Уверенность, что он ушел навсегда, была не только уверенность, но какое-то твердое принятие предопределенного. Я о нем, даже только что рас­ставшись, думала как о мертвом, так оно и было.

"Полковник Дмитрий Дмитриевич Д. пал смер­тью храбрых. В таком-то бою, такого-то числа", — принесли газеты в один из серых, серых дней позд­ней осени, когда в садах пышно цвели последние цветы — астры.

 

Письмо двадцать восьмое

Безответная тишина мертвых

Письмо Димы я все еще не прочитала. Дорогой и после я часто-часто открывала су­мочку и гладила его, не вынимая, доводив себя до состояния столь знакомого. Ощу­щала любимые руки, чувствовала его присутствие, он был со мною. Письмо явля­лось для меня живым существом, и чтение его я все откладывала. Мне казалось, как будто я еще владела живой, осязаемой ча­стью его существа, что он еще будет гово­рить со мной, и это будет реально. От од­ной подобной мысли я так волновалась, мне хотелось продлить эту кажущуюся мне возможность. Во всяком случае, я ре­шила читать письмо там, в лесу, в его ком нате, и быть совсем одной. Быть с ним, с живым еще... Еще последний раз.

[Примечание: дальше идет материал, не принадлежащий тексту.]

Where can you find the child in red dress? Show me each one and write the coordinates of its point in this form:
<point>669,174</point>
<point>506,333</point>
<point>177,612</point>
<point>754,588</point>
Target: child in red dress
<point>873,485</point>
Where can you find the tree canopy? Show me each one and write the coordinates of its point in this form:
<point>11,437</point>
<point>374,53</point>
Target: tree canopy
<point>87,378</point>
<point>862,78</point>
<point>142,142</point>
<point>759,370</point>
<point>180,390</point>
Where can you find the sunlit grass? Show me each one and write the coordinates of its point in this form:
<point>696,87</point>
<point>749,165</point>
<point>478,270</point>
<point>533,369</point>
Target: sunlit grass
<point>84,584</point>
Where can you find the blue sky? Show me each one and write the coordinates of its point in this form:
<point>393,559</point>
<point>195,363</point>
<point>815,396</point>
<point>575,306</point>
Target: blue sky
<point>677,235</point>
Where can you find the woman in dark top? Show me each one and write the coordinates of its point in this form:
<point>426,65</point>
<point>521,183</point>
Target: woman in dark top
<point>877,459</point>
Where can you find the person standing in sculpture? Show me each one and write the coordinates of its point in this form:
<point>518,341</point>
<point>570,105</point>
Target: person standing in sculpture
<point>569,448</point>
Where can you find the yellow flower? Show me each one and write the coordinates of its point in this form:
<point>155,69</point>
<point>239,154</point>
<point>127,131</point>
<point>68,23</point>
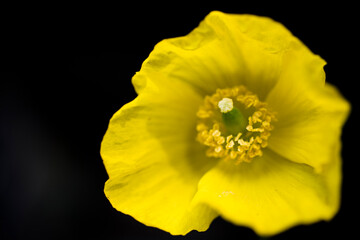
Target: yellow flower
<point>233,120</point>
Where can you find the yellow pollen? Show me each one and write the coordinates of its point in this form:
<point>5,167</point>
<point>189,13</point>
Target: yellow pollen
<point>225,105</point>
<point>220,139</point>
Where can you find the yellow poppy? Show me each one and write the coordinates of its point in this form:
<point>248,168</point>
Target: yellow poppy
<point>233,120</point>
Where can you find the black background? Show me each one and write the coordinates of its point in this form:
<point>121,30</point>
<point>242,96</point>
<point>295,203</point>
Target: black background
<point>67,69</point>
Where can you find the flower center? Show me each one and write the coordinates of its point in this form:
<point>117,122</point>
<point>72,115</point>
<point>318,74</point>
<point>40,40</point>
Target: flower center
<point>234,124</point>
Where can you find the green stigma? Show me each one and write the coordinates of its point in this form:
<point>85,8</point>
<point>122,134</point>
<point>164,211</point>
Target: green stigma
<point>233,119</point>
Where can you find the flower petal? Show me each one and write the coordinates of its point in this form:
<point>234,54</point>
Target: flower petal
<point>310,114</point>
<point>272,194</point>
<point>225,50</point>
<point>153,161</point>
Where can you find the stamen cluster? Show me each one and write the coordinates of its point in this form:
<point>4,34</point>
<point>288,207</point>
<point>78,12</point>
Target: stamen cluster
<point>241,146</point>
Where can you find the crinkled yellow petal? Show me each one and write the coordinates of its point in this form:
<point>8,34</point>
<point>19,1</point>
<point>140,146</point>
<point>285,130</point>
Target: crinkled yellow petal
<point>310,114</point>
<point>225,50</point>
<point>272,194</point>
<point>153,161</point>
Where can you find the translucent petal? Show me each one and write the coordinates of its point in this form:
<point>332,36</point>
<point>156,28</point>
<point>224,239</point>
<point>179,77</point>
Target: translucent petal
<point>225,50</point>
<point>310,113</point>
<point>272,194</point>
<point>154,163</point>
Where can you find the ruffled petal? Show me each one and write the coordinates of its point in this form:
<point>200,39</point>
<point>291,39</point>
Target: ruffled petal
<point>310,113</point>
<point>153,161</point>
<point>272,194</point>
<point>225,50</point>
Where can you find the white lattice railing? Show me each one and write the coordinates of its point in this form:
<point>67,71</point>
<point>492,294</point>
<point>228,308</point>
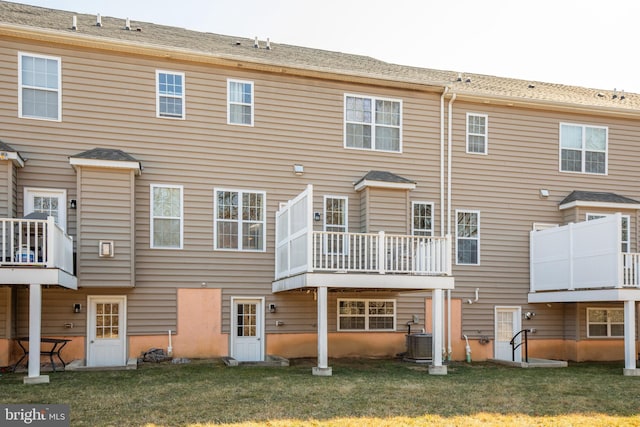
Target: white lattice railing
<point>35,242</point>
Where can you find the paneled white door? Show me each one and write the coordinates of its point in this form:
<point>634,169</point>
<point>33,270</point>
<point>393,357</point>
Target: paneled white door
<point>507,324</point>
<point>247,330</point>
<point>106,331</point>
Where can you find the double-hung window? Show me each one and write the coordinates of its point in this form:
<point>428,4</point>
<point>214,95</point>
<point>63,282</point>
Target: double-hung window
<point>422,219</point>
<point>170,101</point>
<point>40,87</point>
<point>166,216</point>
<point>477,133</point>
<point>468,237</point>
<point>366,315</point>
<point>605,322</point>
<point>335,221</point>
<point>583,148</point>
<point>239,102</point>
<point>624,233</point>
<point>240,220</point>
<point>372,123</point>
<point>47,201</point>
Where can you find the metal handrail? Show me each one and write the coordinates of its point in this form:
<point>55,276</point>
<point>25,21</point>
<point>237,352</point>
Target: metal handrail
<point>525,341</point>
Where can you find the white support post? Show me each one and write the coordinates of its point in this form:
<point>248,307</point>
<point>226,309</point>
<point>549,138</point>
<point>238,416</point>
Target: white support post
<point>630,339</point>
<point>437,303</point>
<point>323,368</point>
<point>35,319</point>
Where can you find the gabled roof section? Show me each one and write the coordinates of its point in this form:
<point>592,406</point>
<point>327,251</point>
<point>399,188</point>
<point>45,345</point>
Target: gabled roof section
<point>106,158</point>
<point>383,179</point>
<point>7,152</point>
<point>598,199</point>
<point>52,25</point>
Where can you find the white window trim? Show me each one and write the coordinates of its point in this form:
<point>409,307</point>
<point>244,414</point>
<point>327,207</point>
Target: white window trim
<point>183,96</point>
<point>366,315</point>
<point>31,192</point>
<point>59,90</point>
<point>239,220</point>
<point>252,105</point>
<point>594,215</point>
<point>477,212</point>
<point>413,229</point>
<point>151,216</point>
<point>373,123</point>
<point>608,336</point>
<point>584,150</point>
<point>485,135</point>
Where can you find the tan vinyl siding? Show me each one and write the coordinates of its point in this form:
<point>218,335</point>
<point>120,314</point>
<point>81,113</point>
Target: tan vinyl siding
<point>149,311</point>
<point>5,312</point>
<point>105,209</point>
<point>523,145</point>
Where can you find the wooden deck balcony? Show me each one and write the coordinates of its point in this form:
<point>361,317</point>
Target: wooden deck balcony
<point>35,243</point>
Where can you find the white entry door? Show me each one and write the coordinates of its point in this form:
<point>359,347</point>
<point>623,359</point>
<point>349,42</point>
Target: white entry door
<point>507,325</point>
<point>247,330</point>
<point>106,331</point>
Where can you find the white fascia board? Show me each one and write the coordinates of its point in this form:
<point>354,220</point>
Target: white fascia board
<point>363,281</point>
<point>382,184</point>
<point>592,295</point>
<point>114,164</point>
<point>605,205</point>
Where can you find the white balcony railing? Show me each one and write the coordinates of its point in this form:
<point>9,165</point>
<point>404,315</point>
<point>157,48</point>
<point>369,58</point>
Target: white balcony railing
<point>36,243</point>
<point>380,253</point>
<point>299,249</point>
<point>585,255</point>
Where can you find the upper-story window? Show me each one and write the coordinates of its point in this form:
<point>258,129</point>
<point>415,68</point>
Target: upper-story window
<point>624,232</point>
<point>583,148</point>
<point>170,100</point>
<point>240,220</point>
<point>372,123</point>
<point>477,133</point>
<point>468,237</point>
<point>366,315</point>
<point>166,216</point>
<point>40,87</point>
<point>422,219</point>
<point>48,201</point>
<point>240,102</point>
<point>335,220</point>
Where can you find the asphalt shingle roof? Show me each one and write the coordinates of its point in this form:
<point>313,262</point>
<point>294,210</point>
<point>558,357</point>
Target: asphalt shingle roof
<point>282,55</point>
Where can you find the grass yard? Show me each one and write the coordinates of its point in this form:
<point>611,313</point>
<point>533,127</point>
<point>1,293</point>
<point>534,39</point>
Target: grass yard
<point>361,392</point>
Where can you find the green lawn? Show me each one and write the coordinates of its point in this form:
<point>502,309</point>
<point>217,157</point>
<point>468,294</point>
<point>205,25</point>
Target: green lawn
<point>361,392</point>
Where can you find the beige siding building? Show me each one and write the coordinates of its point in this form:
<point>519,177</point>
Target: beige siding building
<point>220,197</point>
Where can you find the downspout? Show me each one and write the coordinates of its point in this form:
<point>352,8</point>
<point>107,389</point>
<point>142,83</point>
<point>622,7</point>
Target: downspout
<point>446,89</point>
<point>449,150</point>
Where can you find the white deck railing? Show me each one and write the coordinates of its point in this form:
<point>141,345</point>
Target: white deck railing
<point>381,253</point>
<point>35,242</point>
<point>585,255</point>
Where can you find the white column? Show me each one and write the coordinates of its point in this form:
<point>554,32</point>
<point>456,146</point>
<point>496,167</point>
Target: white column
<point>35,320</point>
<point>630,339</point>
<point>437,303</point>
<point>323,368</point>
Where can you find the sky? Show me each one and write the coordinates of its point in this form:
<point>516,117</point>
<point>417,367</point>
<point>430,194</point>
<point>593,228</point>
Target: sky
<point>590,43</point>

„Моя Танюша, моя любимая!"

„Желанный друг, сердечный друг, приди, приди..." Начинаю письмо тебе словами Ленского. Этот мотив, слова, смысл сводили меня с ума и не покидали всю позапрошлую ночь и весь день. Я все еще надеялся, что поезд придет и привезет мое сча­стье хотя бы на оставшиеся сутки, мы будем вместе, я смогу назвать тебя своей женой. Все было готово у меня дома. Священник, хор, все-все вплоть до подвенечного платья. Я мечтал, что ты войдешь в мой старый любимый дом моей женой. Но твоя последняя телеграмма потрясла меня, и я пришел в себя, очнулся. Послал за отцом Паисием, моим духовни­ком, в Троицкую Лавру. Все сказал ему, причастился, и все принял, как неизбежное. А теперь слушай.

Начинаю с того, что не хотел тогда зимой ска­зать, назвав это „нелепо" и „не вовремя", и ты тог да, моя любимая, чуть не обиделась. Как сейчас вижу и слышу тебя; твои слова: „Я, кажется, Вам вы болтала все, чуть ли не с пеленок, а Вы..." До чего укоризненно звучало это „а Вы". И еще, и еще много было таких моментов, когда хотелось расцело­вать тебя, выбросить все шпильки из твоих пуховых чудесных волос, растормошить тебя, как сестренку, видишь, какой опасный молодой человек был около тебя, но, любимая, все же ты ни в чем не можешь упрекнуть его. Правда?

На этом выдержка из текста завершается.